I don't have a lot of family left, so seeing my mother and Aunt Jane, 82 and 87 respectively, was important to me. They were full of questions about how we live, and how we spend our time, and what we do day to day. They and their friends, some of whom have known me since I was born, came over for lunch to see how we were doing.
"How many pairs of pants do you have?" (Three.)
"How many sports coats?" (None.)
"Do you really sit on the toilet and hold the nozzle over your head to take a shower?" (Yes.)
"Are things always breaking as much as you say, and are you really always fixing things?" (Yes.)
"Do you mind only having what you need and not what you want?" (Not really.) They, along with various friends we've visited, all concluded after reading our logs online that this is much less vacation than they'd originally imagined. "It's like a job," said my Aunt Jane, "but there are no set hours, and you don't actually get money for doing it." (Right.)
My mother has been following our voyage through our intermittent phone calls and by reading our logs on the web. Never a technically inclined soul, for her to link up on the internet was a major victory. Initially she was terrified that she wouldn't be able to handle e-mail, and was reluctant to get a computer. We encouraged her to get Web-TV, which she did. She hired a tutor for several sessions, but also relied on one of her older friends (93, to be precise) who's experienced with the system. Sitting in a chair in her bedroom, the TV in front of her, the infrared key board on her lap, now she can send and receive e-mail, forward junk mail and jokes to her heart's content, read our log and other articles, and happily declare: "This old dog can still learn some new tricks!" I'm proud of her beyond belief.
My mother also recently bought a world atlas so she can keep track of our wanderings. My parents were not frequent travelers. My father's only time overseas was during World War II in North Africa and Italy, not vacation-style. And while my mother has taken some big trips with friends, my folks never had the chance to travel before he died. This weekend, she told me something that stunned me: "You know, your father loved to sit and read his atlas in the evening, hour after hour."
|My mother on WebTV
"Really?" I said, incredulous. I have no conscious recollection of this, and it touched me to think about him doing so.
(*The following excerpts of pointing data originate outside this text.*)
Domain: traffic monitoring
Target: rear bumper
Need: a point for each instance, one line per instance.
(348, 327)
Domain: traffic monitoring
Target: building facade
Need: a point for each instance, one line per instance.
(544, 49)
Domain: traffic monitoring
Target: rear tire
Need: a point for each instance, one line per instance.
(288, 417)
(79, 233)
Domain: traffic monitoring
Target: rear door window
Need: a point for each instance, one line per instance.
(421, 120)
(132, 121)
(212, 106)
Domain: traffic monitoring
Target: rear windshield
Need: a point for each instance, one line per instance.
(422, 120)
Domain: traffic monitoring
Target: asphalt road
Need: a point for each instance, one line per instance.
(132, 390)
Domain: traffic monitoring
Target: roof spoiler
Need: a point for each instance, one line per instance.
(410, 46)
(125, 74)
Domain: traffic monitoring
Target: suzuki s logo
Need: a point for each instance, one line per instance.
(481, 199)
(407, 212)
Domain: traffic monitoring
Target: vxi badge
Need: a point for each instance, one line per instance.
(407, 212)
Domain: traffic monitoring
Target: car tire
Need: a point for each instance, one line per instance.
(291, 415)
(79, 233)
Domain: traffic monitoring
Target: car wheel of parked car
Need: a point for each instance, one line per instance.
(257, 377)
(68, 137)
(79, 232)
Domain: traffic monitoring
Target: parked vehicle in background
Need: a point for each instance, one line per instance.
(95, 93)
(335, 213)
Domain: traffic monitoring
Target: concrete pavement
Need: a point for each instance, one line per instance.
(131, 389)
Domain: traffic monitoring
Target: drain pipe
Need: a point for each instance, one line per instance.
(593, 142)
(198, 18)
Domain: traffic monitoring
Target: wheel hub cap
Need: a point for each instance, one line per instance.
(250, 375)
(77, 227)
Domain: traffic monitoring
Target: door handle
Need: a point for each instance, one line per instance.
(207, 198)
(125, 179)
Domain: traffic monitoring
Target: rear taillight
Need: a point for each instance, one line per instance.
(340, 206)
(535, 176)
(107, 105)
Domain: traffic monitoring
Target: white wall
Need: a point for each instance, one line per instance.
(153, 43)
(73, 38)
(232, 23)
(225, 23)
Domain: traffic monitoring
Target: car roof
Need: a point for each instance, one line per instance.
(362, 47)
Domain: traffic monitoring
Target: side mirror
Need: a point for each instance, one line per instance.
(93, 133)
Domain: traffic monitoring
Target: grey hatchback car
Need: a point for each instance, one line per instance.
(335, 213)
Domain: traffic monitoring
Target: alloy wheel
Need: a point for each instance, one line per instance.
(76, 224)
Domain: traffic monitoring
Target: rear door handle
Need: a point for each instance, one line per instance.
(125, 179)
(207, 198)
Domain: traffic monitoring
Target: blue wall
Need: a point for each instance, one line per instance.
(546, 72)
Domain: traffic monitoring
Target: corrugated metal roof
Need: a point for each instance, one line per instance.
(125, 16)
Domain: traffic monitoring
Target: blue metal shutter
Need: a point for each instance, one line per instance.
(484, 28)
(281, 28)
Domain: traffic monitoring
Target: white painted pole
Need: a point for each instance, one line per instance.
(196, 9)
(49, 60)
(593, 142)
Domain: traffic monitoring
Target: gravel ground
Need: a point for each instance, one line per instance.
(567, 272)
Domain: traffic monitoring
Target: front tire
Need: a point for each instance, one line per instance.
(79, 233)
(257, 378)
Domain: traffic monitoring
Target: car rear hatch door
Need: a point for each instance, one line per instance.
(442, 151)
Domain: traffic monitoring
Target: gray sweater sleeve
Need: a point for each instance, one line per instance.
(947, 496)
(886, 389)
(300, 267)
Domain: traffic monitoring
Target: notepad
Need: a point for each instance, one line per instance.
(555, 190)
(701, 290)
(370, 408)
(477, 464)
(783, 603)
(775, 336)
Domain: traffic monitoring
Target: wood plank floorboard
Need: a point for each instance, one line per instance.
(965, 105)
"Sure," she said. "Bud had his nose in that thing every night." As a boy I can remember treasuring the maps that came with National Geographic. My parents kindled my wanderlust in ways I hadn't known until this week.
Meanwhile, the weekend flew by as we visited other friends--Juana deBoyce and Stephen Zeitz--and Bernadette and my mother rummaged through the back of my mother's and aunt's cupboards for plastic platters and bowls for the boat. Some daughters-in-law covet the family's silver, but not Bernadette. She covets good picnic-ware, and we brought several pieces back in our knapsacks.
Our trip to Cleveland was emotional, satisfying, and too short. In booking our tickets I'd failed to apply a key lesson I'm learning about cruising, which is that it has less to do with boats than it does with taking advantage of time and place and connecting with people. On this trip to the Midwest, we didn't have enough time with people we love, which is, I suppose, always true on a grander scale as well. This is a point worth keeping in mind.